CEO Corner

Follow our CEO, Manuel Oliva, for insights and inspiration on the direction of conservation science today.

Nature-Based Solutions to Climate Change: From California to Spain to Scotland

by Mani Oliva, CEO

Point Blue’s COP25 team: Manuel Oliva, CEO; Geoff Gordon-Creed, Board Chair; and Dr. Elizabeth Porzig, Working Lands Group Director.

It’s hard to believe that at this time last year I was halfway around the world in Madrid, Spain. I had the privilege of being there along with Dr. Libby Porzig, our Working Lands program Director, and Geoff Gordon-Creed, the Chair of our Board, to represent Point Blue at the annual UN Climate Change negotiations. One of the highlights for me was attending Libby’s presentation on our work in partnership with farmers and ranchers across California to advance regenerative agriculture as a nature-based solution to fight climate change. It seems like a lifetime ago. Yet at the same time, the image of Libby surrounded by leading scientists, policy makers, and practitioners who were asking and discussing how our work could be adapted in their countries to fight climate change is still vivid in my mind.

This year has been a first on so many levels. For the first time in its 26 year history, this year’s annual global climate change conference was cancelled. This doesn’t mean that the work has stopped, the need is too great, and as we look to a new year we are offering our science, our optimism and a plan. The work on the ground, in the lab, and in legislative halls across the world continues, because warming temperatures and loss of critical biodiversity and ecosystems continue. In fact, this past weekend (December 12) on the 5th year anniversary of the Paris Agreement, the leading governments, businesses and civil society groups who would normally attend the in person climate change conference joined virtually as part of the Climate Ambition Summit. This conference was not only important as a powerful recommitment to collective global action to fight climate change, but also because it continued to recognize and elevate nature-based solutions as critical in confronting both the climate and biodiversity crises.

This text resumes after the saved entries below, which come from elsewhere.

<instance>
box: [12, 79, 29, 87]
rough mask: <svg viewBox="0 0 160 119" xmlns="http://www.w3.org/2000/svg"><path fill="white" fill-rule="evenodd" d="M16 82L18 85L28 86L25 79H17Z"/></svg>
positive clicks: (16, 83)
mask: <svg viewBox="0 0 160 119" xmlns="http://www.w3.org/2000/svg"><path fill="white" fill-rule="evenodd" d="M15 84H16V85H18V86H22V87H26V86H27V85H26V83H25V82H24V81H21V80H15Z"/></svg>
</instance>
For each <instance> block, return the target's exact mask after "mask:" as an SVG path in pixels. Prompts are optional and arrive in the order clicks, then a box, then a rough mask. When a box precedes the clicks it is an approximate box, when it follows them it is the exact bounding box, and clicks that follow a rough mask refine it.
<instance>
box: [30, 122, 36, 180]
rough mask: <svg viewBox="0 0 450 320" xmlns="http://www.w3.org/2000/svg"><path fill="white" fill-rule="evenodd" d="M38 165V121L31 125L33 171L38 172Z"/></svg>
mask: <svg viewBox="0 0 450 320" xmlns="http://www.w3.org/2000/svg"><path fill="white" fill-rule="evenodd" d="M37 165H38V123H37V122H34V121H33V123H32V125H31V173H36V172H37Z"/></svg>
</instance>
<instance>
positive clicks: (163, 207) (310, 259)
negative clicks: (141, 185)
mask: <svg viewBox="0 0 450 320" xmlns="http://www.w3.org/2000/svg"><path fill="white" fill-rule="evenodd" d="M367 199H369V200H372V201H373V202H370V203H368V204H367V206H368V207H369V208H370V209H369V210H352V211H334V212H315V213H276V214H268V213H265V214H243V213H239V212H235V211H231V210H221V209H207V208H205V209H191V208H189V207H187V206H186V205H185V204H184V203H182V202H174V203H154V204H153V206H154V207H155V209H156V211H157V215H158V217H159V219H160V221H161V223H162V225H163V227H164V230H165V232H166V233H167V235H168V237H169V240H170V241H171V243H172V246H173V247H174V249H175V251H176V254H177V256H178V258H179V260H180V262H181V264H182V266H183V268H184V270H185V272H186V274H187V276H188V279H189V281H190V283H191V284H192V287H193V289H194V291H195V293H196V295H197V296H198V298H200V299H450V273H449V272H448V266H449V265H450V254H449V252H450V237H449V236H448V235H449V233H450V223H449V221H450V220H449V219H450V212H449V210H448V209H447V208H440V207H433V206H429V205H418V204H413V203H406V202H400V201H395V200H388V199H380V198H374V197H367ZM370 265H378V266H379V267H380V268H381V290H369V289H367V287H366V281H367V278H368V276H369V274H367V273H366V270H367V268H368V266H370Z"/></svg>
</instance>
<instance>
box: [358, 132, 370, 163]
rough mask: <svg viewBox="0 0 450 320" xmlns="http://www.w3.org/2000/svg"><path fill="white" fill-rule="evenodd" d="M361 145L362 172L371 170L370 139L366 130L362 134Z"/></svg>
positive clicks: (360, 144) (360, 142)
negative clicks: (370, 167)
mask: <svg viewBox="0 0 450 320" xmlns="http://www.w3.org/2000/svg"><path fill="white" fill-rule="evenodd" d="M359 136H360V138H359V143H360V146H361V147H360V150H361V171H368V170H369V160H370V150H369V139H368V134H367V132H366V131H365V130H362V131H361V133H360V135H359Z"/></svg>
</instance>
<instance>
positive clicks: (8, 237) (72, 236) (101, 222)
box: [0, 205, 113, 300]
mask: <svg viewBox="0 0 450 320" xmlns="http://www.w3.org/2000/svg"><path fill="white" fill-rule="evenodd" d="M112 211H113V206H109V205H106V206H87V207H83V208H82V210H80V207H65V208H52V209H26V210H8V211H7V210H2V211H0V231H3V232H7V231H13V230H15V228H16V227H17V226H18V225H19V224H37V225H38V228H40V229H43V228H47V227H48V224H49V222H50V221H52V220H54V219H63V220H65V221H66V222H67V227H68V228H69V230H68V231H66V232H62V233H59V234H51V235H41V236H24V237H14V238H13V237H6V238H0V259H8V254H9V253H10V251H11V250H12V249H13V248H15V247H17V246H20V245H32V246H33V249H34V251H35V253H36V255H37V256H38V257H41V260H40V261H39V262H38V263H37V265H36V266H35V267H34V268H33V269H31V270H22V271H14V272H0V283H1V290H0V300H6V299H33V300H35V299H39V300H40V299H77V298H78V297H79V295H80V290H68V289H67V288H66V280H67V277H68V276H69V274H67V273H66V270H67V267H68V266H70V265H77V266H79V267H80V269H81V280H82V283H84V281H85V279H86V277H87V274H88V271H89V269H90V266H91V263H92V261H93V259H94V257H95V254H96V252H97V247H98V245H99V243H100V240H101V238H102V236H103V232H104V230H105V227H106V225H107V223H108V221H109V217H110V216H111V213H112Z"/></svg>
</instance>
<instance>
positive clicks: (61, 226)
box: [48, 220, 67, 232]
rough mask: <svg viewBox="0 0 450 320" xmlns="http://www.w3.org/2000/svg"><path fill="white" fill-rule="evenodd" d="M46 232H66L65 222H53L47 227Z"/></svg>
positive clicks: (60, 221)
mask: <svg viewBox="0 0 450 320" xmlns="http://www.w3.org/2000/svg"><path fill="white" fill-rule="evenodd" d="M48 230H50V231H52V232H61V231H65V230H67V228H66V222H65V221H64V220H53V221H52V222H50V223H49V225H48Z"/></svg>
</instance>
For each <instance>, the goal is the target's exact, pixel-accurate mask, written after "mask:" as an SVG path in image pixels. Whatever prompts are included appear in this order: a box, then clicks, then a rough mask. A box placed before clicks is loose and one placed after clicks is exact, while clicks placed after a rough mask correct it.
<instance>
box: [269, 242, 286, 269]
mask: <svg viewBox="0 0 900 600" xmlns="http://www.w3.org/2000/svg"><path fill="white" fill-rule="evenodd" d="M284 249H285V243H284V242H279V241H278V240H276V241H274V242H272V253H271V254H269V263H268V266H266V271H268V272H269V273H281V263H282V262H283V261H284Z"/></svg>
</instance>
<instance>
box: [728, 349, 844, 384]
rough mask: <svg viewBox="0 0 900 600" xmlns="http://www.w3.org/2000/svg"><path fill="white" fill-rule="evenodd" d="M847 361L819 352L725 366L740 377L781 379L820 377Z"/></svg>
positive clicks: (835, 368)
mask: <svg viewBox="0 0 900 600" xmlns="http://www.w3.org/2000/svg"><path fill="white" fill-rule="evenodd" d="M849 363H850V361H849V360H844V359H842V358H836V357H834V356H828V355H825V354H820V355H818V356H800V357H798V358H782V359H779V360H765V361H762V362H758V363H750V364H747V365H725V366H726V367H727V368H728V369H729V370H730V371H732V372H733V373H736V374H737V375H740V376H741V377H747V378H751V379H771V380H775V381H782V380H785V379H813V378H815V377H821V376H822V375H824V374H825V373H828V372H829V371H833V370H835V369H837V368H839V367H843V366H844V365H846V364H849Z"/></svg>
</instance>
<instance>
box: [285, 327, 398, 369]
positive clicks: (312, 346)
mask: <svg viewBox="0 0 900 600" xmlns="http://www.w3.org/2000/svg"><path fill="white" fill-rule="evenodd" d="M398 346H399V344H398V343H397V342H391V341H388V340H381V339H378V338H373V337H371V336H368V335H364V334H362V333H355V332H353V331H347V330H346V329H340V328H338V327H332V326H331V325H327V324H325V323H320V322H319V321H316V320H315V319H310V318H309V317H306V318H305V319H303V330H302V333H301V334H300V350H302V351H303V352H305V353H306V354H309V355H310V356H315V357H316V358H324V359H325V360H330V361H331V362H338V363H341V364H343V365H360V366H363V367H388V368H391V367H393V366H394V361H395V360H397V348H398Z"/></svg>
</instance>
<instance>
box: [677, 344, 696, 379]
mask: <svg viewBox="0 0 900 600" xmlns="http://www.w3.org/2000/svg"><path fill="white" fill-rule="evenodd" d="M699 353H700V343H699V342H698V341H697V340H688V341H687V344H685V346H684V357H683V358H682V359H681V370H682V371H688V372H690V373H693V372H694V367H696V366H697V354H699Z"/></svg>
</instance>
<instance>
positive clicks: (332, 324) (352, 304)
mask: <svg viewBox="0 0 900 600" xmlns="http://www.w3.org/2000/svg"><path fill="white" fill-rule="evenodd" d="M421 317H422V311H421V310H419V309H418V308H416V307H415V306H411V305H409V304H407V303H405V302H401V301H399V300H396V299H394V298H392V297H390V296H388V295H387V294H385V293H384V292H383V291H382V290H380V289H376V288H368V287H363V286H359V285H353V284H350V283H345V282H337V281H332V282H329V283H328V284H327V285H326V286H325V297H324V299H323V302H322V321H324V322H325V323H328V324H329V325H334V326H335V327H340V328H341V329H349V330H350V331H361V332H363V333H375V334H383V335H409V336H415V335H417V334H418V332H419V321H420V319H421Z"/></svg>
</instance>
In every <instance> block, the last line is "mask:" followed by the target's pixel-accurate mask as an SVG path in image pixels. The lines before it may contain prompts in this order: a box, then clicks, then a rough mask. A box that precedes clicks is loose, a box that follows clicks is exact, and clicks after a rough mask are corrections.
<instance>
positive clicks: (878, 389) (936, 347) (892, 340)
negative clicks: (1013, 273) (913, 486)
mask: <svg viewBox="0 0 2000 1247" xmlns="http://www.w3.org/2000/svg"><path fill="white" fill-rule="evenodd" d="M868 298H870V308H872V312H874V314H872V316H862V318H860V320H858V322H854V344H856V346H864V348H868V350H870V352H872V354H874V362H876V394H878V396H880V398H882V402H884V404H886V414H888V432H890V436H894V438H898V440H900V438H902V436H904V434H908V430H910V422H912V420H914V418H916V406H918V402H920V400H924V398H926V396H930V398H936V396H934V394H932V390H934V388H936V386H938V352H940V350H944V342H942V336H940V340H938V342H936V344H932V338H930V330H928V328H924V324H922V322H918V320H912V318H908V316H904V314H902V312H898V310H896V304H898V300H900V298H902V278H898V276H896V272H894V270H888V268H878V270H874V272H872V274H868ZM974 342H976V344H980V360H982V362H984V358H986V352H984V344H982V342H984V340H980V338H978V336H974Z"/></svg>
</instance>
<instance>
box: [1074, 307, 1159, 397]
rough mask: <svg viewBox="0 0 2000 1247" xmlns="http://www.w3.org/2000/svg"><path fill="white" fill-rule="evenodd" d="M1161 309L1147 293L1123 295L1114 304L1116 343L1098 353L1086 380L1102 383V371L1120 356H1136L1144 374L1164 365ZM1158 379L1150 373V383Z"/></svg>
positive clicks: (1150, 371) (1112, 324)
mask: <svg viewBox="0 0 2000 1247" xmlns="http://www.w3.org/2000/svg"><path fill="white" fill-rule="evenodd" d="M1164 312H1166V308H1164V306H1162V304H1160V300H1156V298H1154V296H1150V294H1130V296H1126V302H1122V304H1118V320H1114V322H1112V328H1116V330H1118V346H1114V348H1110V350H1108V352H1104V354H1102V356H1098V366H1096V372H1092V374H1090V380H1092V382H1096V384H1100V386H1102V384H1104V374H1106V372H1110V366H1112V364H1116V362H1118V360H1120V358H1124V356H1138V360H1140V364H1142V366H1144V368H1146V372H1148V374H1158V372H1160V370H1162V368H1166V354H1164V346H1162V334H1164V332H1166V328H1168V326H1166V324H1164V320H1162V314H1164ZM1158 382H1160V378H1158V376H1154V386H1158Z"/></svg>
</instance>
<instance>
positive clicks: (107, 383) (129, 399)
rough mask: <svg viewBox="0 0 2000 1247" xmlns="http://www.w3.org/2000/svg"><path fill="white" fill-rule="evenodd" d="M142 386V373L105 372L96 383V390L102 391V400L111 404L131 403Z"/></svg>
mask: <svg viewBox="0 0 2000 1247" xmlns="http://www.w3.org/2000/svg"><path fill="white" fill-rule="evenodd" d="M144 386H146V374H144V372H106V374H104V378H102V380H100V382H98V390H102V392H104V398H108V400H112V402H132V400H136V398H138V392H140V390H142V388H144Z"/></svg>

And as the U.S. government moves to rejoin the global effort to fight climate change early next year, I am optimistic that we will build off of this new energy.

As we look towards a new year of promise, and the next round of climate change negotiations at COP26  in Glasgow, Scotland at the end of November 2021 (which we plan on attending), we at Point Blue are actively mapping the course to increase the use of nature-based solutions as a powerful tool to lower greenhouse gas emissions and build resilience to climate change. Nature-based solutions that protect, sustainably manage, and restore ecosystems, as well as address societal challenges effectively and adaptively. Our road map consists of four elements:

  1. It starts with people – Advance the concept that community-based stewardship increases the durability of nature-based solutions and the UN’s Sustainable Development Goals. Engage local stakeholders and communities in nature-based stewardship through collaborative and benefit sharing models that increase adoption and success of restoration and management actions.
  2. Build upon existing foundations – Integrate climate action commitments with existing support and incentive structures. Many government agencies and non-governmental organizations are already promoting climate-beneficial land management practices. Co-developing these strategies (e.g., national and subnational governments with civil society and private sector) can help ensure that efforts are synergistic and can jump start pathways toward action.
  3. Prioritize outcomes over practices – Incentivizing practices alone can result in inflexibility and inefficiency because they might not be adaptable to local conditions and their implementation does not guarantee achieving the desired outcomes. In many cases incentivizing the outcomes of increased ecosystem carbon instead of specific practices can support more flexible adaptive approaches which can in turn lead to better outcomes. Prioritizing outcomes also creates a better environment for fostering creativity and innovation.
  4. Evaluate multiple benefits and tradeoffs – We recommend policies, programs, and projects that simultaneously promote greenhouse gas sequestration outcomes simultaneously with other benefits, including food production, water quality and availability, and biodiversity conservation.

In the new year we will continue to share our science in partnership with other leading voices across California to elevate our collective work across the state and usher a new campaign for nature-based solutions to fight climate change and support healthy ecosystems. All in service of Point Blue’s organizational vision: achieving thriving wildlife and human communities. And we can’t wait to bring this momentum to the global climate change community in Glasgow.